En première instance, les salariés ont, pour leur défense, invoqué "un coup de colère", face à "l'absence de dialogue" avec la direction du groupe, "insensible à la détresse sociale" des 1 143 salariés et de leur famille. En réalité, la séquestration des cadres n'a été qu'un épisode supplémentaire d'une longue série de blocages de l'usine, de la zone industrielle d'Amiens Nord, et de manifestations, parfois violentes, organisés par la CGT. Dès le début du conflit, le syndicat et son leader, Mickaël Wamen, persuadés de la volonté de l'Américain de fermer le site, ont choisi de "ne rien lâcher", selon l'expression du syndicat. Quitte à rendre impossible tout dialogue.
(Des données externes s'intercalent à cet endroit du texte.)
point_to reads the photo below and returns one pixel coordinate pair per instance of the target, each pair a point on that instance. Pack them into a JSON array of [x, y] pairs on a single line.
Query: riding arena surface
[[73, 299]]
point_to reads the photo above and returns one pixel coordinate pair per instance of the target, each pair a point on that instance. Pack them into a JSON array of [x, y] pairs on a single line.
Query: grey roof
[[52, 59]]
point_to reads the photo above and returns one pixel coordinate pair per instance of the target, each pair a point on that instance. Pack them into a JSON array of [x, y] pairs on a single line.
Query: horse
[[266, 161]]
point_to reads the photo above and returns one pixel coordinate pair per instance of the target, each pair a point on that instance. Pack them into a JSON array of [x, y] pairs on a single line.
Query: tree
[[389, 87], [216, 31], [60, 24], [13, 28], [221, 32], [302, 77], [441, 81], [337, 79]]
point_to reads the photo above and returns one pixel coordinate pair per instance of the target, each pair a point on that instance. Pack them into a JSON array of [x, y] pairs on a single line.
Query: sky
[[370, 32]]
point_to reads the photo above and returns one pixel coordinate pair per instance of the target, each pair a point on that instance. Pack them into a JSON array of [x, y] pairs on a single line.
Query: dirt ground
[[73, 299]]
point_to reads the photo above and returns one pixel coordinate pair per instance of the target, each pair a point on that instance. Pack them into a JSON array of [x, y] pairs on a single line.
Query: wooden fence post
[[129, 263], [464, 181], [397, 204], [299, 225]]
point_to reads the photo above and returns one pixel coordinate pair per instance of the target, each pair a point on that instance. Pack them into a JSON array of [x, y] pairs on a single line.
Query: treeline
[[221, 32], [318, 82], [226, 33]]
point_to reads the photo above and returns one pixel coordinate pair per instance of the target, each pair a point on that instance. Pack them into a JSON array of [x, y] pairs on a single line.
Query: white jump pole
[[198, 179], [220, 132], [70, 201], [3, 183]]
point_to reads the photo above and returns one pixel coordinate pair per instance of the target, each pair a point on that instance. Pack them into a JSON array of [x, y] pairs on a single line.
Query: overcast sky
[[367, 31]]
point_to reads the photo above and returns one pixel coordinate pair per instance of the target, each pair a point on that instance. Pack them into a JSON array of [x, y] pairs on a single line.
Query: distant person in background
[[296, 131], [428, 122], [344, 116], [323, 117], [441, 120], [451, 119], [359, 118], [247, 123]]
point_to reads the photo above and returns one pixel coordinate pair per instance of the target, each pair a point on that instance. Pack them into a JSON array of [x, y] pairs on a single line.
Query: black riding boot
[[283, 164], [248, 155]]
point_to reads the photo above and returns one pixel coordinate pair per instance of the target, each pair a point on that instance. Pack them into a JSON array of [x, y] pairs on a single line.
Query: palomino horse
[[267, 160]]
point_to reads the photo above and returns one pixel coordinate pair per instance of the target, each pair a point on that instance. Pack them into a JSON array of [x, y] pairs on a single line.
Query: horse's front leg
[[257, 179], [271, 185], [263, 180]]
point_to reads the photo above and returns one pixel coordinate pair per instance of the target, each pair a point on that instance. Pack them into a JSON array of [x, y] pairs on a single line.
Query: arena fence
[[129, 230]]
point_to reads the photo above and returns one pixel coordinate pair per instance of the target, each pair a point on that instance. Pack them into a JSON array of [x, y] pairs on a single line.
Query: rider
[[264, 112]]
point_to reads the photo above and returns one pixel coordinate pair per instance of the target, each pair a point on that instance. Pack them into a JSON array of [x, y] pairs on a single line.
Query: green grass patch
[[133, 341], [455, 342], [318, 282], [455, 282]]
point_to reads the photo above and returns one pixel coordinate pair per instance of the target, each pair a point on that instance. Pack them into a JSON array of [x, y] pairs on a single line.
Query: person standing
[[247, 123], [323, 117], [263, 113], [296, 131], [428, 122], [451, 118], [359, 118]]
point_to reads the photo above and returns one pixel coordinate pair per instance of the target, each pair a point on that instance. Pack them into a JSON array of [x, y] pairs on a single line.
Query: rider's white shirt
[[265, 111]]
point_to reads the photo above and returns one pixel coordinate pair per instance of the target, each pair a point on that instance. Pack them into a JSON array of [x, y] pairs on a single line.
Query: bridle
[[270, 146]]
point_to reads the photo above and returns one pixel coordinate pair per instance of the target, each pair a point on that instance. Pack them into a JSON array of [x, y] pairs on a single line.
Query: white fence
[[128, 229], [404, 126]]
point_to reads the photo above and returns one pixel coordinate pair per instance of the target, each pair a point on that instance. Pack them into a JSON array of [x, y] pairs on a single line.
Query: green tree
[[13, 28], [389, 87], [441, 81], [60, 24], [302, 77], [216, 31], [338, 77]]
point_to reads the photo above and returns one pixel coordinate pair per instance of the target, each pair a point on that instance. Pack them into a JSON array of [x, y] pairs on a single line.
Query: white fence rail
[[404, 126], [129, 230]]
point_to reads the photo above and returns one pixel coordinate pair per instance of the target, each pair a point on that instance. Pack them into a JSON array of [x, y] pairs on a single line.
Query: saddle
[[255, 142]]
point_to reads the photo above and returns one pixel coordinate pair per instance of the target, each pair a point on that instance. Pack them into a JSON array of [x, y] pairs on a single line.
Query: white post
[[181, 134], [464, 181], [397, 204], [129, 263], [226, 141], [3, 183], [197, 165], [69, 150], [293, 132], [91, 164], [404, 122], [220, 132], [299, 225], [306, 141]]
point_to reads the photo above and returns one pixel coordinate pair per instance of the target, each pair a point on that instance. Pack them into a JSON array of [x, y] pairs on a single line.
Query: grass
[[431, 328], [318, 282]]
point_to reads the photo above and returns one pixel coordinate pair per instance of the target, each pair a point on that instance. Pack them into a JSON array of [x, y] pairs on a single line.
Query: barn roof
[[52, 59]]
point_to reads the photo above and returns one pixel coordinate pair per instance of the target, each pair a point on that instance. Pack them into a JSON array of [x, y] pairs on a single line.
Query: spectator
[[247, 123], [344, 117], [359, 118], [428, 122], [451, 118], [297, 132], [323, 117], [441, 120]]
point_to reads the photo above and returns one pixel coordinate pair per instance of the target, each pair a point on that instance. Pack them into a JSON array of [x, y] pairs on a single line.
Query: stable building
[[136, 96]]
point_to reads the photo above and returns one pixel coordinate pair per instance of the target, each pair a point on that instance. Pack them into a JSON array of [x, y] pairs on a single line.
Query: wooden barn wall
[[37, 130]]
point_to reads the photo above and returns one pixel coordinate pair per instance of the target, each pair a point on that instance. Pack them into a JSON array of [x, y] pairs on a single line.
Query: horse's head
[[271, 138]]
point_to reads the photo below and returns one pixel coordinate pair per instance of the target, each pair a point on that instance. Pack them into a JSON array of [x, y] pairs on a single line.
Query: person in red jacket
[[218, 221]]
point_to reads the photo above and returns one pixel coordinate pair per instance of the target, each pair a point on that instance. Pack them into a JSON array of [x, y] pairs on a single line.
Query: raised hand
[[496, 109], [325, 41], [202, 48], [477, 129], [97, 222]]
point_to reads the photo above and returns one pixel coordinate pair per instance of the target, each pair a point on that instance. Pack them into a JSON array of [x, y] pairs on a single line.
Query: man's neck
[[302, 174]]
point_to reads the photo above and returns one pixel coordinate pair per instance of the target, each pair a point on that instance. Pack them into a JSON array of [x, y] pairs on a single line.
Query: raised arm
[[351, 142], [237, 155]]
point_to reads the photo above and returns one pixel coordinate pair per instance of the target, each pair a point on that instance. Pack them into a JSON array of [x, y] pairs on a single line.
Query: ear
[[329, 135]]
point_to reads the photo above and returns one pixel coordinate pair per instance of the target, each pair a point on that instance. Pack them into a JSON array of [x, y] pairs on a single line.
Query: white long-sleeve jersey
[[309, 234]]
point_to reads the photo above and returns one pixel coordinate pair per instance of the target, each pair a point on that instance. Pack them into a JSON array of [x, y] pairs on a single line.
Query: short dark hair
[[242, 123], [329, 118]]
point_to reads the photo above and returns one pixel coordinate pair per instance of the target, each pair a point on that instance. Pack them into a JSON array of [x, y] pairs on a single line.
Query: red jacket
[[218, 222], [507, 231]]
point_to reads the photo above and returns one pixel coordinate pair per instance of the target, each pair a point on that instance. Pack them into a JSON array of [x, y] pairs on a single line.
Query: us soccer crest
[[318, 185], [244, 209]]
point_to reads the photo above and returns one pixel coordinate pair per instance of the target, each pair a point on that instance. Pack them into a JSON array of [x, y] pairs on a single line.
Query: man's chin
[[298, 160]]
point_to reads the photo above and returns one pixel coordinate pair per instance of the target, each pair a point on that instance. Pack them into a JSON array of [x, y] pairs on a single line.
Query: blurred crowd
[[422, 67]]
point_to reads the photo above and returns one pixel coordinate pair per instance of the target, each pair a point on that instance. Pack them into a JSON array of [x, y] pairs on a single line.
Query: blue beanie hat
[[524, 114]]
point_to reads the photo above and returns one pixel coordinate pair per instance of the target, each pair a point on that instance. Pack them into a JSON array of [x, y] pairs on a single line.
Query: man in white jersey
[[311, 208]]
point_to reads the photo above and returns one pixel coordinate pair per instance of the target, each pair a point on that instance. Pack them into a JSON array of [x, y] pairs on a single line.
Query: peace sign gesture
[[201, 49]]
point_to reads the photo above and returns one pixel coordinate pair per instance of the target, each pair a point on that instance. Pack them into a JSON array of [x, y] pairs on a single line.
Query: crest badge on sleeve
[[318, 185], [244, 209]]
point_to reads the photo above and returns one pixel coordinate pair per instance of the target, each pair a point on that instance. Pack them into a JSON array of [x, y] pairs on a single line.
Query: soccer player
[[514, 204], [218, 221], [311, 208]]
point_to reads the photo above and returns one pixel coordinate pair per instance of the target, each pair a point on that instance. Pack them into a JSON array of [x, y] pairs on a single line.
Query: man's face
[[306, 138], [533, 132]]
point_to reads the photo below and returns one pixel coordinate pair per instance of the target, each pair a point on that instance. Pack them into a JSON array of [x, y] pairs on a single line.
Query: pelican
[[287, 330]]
En écho, la fermeté affichée de la direction et la multiplication de ses ultimatum, n'ont fait qu'aggraver la crise. Les tentatives de médiation de l'Etat n'ont eu aucun impact. Pas plus que les suppliques d'Arnaud Montebourg, alors ministre du Redressement productif, qui exhortait les deux parties "à mettre de l'eau dans leur vin". Le conflit a tourné au dialogue de sourds, au point de tuer dans l'œuf, l'unique projet de reprise d'une partie de l'activité, en l'occurrence celui porté par le fantasque Maurice Taylor. Là encore, les invectives du patron du groupe Titan à l'égard des Français et de leur rapport au travail, n'ont fait que renforcer l'intransigeance de la CGT, scellant définitivement le sort de l'usine.

Un ratage historique ?

Une issue d'autant plus incroyable qu'initialement, la volonté affichée du groupe Goodyear était de développer l'ensemble du site alors constitué par l'usine d'Amiens Nord (Goodyear) et par celle d'Amiens Sud (Dunlop). Pour ce faire, celui-ci a, très maladroitement, tenté d'imposer un plan réorganisant le temps de travail et supprimant quelque 450 emplois. En échange, il s'engageait à investir 52 millions d'euros pour produire des pneumatiques à haute valeur ajoutée. Pour l'industriel, l'enjeu était également de faire fonctionner son site 350 jours par an, contre 326 auparavant. Ce plan avait été massivement rejeté par les salariés d'Amiens Nord, mais finalement accepté par ceux d'Amiens Sud. Depuis 2009 et cet accord, le groupe y aurait investi 52 millions d'euros. Début 2016, la CFTC, syndicat majoritaire sur le site, annonçait que la production allait être portée à 3,9 millions d'unités. Une croissance de 15 % par rapport au niveau de 2015.